By Liam Denning
More pertinent is that bigger companies — especially refiners — tended to fare better than the cloud of smaller bubbles trailing off to the bottom left of that chart. This gets at a critical issue regarding what comes next for the sector.
The past decade’s boom in U.S. oil and gas production owed much to a crowd of relatively small companies competing with each other and backed by enthusiastic capital markets. But as oil has settled into a lower, more volatile range (and gas has fallen into a coma), so the advantages of being bigger have become apparent. Smaller exploration and production companies, in particular, tend to have higher unit costs and lower valuation multiples (i.e., a higher cost of capital; see this).
The sector has been structurally devalued versus the wider stock market. Moreover, while average yields on energy junk bonds have come in from December’s peak of almost 10%, they remain above 8%, markedly higher than the 5-7% range that held through much of the past decade.
Higher risk premiums mean a higher hurdle to beat than the one the sector largely missed already over the past five years or so. Notwithstanding President Donald Trump’s efforts to reduce regulatory costs, climate concerns are likely to widen those risk premiums further over time.

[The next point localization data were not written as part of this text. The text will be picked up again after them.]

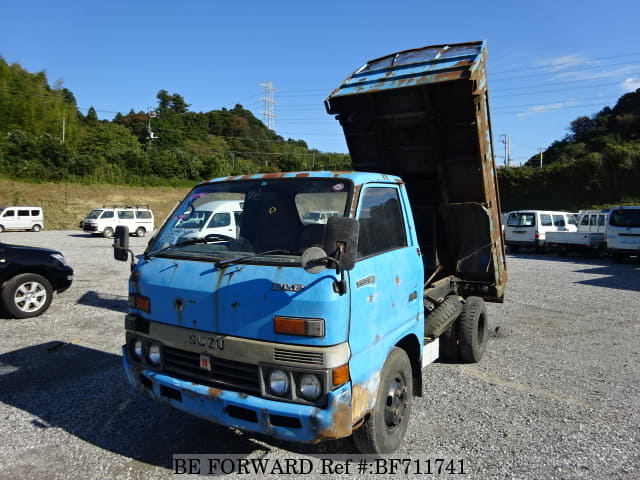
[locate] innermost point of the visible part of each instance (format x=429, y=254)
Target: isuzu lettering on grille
x=209, y=342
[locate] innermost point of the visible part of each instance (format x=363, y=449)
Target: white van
x=623, y=231
x=528, y=228
x=21, y=218
x=103, y=221
x=220, y=217
x=320, y=217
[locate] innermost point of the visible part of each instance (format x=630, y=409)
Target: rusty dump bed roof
x=419, y=66
x=423, y=115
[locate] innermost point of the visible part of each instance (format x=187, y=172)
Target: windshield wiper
x=224, y=263
x=211, y=238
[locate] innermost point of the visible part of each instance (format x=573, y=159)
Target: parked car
x=221, y=217
x=103, y=221
x=21, y=218
x=321, y=217
x=623, y=231
x=29, y=276
x=528, y=228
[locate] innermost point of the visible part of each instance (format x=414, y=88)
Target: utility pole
x=507, y=149
x=150, y=114
x=269, y=105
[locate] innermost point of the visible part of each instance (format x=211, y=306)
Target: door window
x=220, y=220
x=381, y=222
x=545, y=220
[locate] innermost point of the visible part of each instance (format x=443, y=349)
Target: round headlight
x=279, y=382
x=154, y=354
x=310, y=387
x=137, y=348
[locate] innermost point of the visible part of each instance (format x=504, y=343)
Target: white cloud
x=631, y=84
x=548, y=107
x=562, y=63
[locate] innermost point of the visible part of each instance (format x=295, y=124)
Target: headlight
x=279, y=382
x=137, y=348
x=153, y=354
x=310, y=387
x=59, y=257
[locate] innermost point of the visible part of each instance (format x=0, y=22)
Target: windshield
x=521, y=220
x=626, y=218
x=94, y=214
x=250, y=217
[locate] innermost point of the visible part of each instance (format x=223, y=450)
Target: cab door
x=386, y=281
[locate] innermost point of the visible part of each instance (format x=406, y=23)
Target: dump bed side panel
x=423, y=115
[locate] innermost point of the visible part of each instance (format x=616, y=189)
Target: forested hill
x=596, y=164
x=45, y=136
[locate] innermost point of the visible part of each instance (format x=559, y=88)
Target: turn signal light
x=340, y=374
x=304, y=327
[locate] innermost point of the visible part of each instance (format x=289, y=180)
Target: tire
x=473, y=330
x=443, y=316
x=384, y=429
x=449, y=343
x=26, y=295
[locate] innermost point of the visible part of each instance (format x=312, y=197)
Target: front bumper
x=282, y=420
x=62, y=279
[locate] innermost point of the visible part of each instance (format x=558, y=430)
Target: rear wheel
x=385, y=427
x=26, y=295
x=473, y=330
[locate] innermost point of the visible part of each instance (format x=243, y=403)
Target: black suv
x=28, y=278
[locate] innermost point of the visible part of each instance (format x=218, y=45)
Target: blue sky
x=549, y=61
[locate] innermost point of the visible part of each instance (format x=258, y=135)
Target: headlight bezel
x=295, y=375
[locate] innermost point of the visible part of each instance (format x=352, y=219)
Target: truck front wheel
x=473, y=330
x=385, y=427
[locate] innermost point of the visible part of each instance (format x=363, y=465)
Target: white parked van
x=220, y=217
x=623, y=231
x=528, y=228
x=103, y=221
x=21, y=218
x=321, y=217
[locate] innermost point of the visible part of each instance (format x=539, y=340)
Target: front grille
x=133, y=322
x=227, y=374
x=294, y=356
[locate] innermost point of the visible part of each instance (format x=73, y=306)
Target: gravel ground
x=557, y=394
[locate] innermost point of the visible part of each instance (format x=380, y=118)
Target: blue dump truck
x=310, y=330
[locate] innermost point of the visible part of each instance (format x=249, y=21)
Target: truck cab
x=310, y=331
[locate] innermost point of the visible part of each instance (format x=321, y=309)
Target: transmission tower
x=269, y=105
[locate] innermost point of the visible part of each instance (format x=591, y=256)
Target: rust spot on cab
x=361, y=403
x=340, y=427
x=214, y=392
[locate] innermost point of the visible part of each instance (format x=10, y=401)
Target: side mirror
x=121, y=244
x=341, y=240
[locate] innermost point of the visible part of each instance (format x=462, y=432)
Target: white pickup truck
x=590, y=236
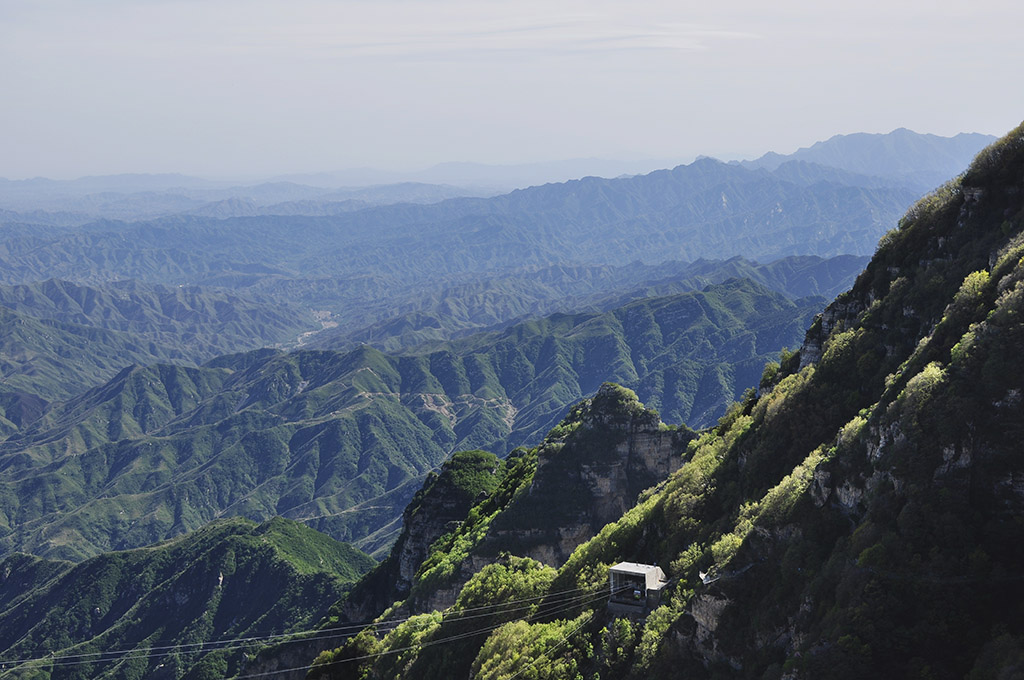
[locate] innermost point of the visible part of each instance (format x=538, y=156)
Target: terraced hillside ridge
x=341, y=440
x=858, y=516
x=193, y=323
x=189, y=607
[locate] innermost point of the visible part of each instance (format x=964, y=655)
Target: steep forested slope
x=55, y=359
x=341, y=439
x=199, y=324
x=162, y=611
x=858, y=517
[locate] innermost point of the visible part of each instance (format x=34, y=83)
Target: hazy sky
x=244, y=87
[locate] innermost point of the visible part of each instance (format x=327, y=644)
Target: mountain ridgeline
x=161, y=611
x=856, y=517
x=206, y=388
x=341, y=440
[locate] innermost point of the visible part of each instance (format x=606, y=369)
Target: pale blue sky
x=245, y=87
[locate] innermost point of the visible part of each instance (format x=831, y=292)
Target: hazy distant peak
x=921, y=161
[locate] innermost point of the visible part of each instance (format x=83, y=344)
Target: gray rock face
x=616, y=451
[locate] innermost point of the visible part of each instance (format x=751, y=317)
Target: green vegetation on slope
x=860, y=516
x=341, y=440
x=163, y=608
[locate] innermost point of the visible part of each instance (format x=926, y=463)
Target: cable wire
x=312, y=635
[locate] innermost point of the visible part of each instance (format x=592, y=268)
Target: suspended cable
x=311, y=635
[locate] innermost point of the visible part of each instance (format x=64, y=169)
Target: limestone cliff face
x=590, y=470
x=438, y=507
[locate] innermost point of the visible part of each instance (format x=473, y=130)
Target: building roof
x=653, y=576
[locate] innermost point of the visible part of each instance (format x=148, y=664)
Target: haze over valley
x=456, y=340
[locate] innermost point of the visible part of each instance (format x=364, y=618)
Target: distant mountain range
x=165, y=609
x=341, y=439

That was the message in BlackRock Inc. CEO Larry Fink’s latest missive on the subject. As I wrote here, even if most of the money BlackRock manages is passive, it can still use that to vote for change in the governance standards prevalent in the sector that have prioritized growth above all and protected incumbent management teams. And based on data compiled by Bloomberg, BlackRock holds roughly $25 billion worth across more than 100 U.S. E&P firms, adding up to an average stake of 7% (albeit ranging from virtually zero for some stocks all the way up to 15%).
With capital costlier than it used to be, the imperative for smaller companies in particular to consolidate and jettison the cost burden that comes with maintaining separate identities (and management and campuses and accounting and …) is getting ever stronger. Two decades ago, the supermajors were created in response to a structural change in the investment landscape for oil and gas. We are at that point again, only at the opposite end of the scale.